To neutralize insurgents in several parts of the continent, AFRICOM has often conducted sophisticated airstrikes, with Somalia emerging as the most recent epicenter for such operations, due to ongoing Al-Shabaab war.

But throughout such operations, cases of lack of accountability has arisen, a move that has orchestrated plans to issue reports, which will cover both open and closed investigations in April, US Africa Command said.

Interestingly, the statement on Tuesday was issued almost simultaneously with the implicating report by Amnesty International, which accused the US of "maliciously" targeting innocent civilians in their frequent airstrikes in Somalia.

Deprose Muchena, the group's Director for East and Southern Africa, accused the US military of failing to admit civilian casualties, adding that the move leaves affected families in unprecedented "anguish" and "pain".

“The evidence is stacking up and it’s pretty damning. Not only does AFRICOM utterly fail at its mission to report civilian casualties in Somalia, but it doesn’t seem to care about the fate of the numerous families it has completely torn apart,” she noted.

But to repair the dark record, US military aid, the initiative was designed to increase transparency regarding civilian casualty allegations reported
and will demonstrate the military’s constant "commitment to minimizing collateral damage" in the pursuit of military operations.

Gen. Stephen Townsend, the AFRICOM commander, said his team has been reviewing CIVCAS tracking, assessment and reporting procedures since taking over in 2019.

“To demonstrate our transparency and commitment to protecting civilians from unnecessary harm, we plan to publicize our initial report by the end of April and we will provide quarterly updates thereafter," he noted.

There are about 7,000 US troops in Africa, whose main base is located in Djibouti. Of that number, almost 600 of them are involved in the current operation of rebuilding Somalia, a country eclipsed in Al-Shabaab insurgency.

Besides the Al-Shabaab, several violent extremist groups and militia have been identified in southern Africa especially in Mozambique, Boko Haram of West Africa and the dangerous rebels of North Africa countries.

To eliminate the groups the US military has often conducted airstrikes in affected nations. There is also a robust program of equipping armed forces especially in Somalia in pursuit to defeat the Al-Shabaab, AFRICOM said.

“It is critically important that our partners and the public understand our commitment to minimizing collateral damage while achieving precision effects. Where this does not occur, we’ll look to be the first to the truth,” said U.S. Army Maj. Gen. William Gayler, U.S. Africa Command director of operations.

“Our kinetic operations in Africa follow a strict, disciplined, and precise process. Nobody is more devoted to the preservation of innocent lives than the U.S. military, and our actions and processes reflect that fact.”

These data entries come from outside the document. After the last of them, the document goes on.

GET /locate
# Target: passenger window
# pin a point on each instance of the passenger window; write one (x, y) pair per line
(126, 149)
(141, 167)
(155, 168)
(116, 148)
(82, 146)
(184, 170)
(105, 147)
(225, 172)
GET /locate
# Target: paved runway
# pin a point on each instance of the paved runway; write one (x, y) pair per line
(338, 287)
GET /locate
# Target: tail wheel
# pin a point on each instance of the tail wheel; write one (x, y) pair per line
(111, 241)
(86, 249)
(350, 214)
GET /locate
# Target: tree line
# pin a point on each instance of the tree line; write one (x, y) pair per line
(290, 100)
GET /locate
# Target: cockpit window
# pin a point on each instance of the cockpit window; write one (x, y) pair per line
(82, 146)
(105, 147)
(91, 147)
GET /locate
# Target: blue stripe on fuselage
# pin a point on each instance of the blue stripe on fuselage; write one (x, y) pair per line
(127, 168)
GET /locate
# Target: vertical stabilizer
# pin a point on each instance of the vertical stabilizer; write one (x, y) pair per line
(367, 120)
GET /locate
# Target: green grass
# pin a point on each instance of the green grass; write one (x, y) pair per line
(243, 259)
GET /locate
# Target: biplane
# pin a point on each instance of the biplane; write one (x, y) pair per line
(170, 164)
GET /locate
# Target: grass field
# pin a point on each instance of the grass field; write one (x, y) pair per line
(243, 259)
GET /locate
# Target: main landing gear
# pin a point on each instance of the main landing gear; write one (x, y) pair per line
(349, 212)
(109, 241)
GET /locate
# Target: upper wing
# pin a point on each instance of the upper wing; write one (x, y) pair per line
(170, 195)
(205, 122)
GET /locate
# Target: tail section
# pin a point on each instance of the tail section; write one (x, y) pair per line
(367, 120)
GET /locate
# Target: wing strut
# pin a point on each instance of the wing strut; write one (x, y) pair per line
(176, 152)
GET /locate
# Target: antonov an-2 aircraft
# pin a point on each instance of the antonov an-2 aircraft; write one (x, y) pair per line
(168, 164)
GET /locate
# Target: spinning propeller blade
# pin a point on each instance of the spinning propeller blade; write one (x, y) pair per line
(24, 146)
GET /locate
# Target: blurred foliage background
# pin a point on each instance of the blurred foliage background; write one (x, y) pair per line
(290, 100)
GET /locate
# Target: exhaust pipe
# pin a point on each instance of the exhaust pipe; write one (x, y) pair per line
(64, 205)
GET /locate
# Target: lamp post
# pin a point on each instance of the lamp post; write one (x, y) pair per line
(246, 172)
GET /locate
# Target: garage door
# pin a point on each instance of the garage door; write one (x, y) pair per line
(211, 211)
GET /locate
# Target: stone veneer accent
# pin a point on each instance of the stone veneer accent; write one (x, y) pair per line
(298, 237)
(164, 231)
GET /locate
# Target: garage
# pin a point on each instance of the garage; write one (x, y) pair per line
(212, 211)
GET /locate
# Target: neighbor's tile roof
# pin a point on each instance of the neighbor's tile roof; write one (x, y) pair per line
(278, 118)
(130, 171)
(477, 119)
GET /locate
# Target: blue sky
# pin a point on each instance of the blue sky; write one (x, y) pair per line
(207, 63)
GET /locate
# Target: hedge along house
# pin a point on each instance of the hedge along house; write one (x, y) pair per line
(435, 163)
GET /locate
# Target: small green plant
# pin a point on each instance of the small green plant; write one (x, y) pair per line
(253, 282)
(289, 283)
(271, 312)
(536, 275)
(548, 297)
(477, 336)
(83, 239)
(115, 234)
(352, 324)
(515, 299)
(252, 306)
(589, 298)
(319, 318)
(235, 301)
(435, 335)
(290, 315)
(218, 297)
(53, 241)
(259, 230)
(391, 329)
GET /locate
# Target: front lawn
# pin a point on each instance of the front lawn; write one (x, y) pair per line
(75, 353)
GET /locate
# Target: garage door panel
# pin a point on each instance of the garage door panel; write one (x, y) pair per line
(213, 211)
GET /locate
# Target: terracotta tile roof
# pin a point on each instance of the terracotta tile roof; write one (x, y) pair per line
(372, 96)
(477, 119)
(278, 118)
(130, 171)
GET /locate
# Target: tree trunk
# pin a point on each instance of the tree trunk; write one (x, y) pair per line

Issuing a quarterly report is part of an effort to increase transparency and to further expand reporting mechanisms. It is an opportunity to gain feedback and provide updates on the status of assessments, US Africa Command said.

In the last three months, the US military has conducted 32 airstrikes, almost half of similar operations executed in 2019, surpassing missions of such nature in war-prone Syria and Iraq where America has waged a resilient fight against ISIS.

At least 29 suspected militants have been killed this year from such airstrikes, with the most wanted operative, Bashir Qorgab, being one of the victims. He was killed on Feb. 22, and had been linked to Manda Airfield raid in Kenya early this year, AMISOM reported.

But Amnesty International insists that the US military has violated the international law, documenting specific cases in Somalia, where such airstrikes allegedly claimed the lives of civilians.

"This is unconscionable; the US military must change course and pursue truth and accountability in these cases, in line with its obligations under international humanitarian law," Muchena added.

According to the group, the airstrikes have killed over 21 civilians, wounding six of them in as many years. But despite the compelling evidence, it added, the US has only taken responsibility for only one case.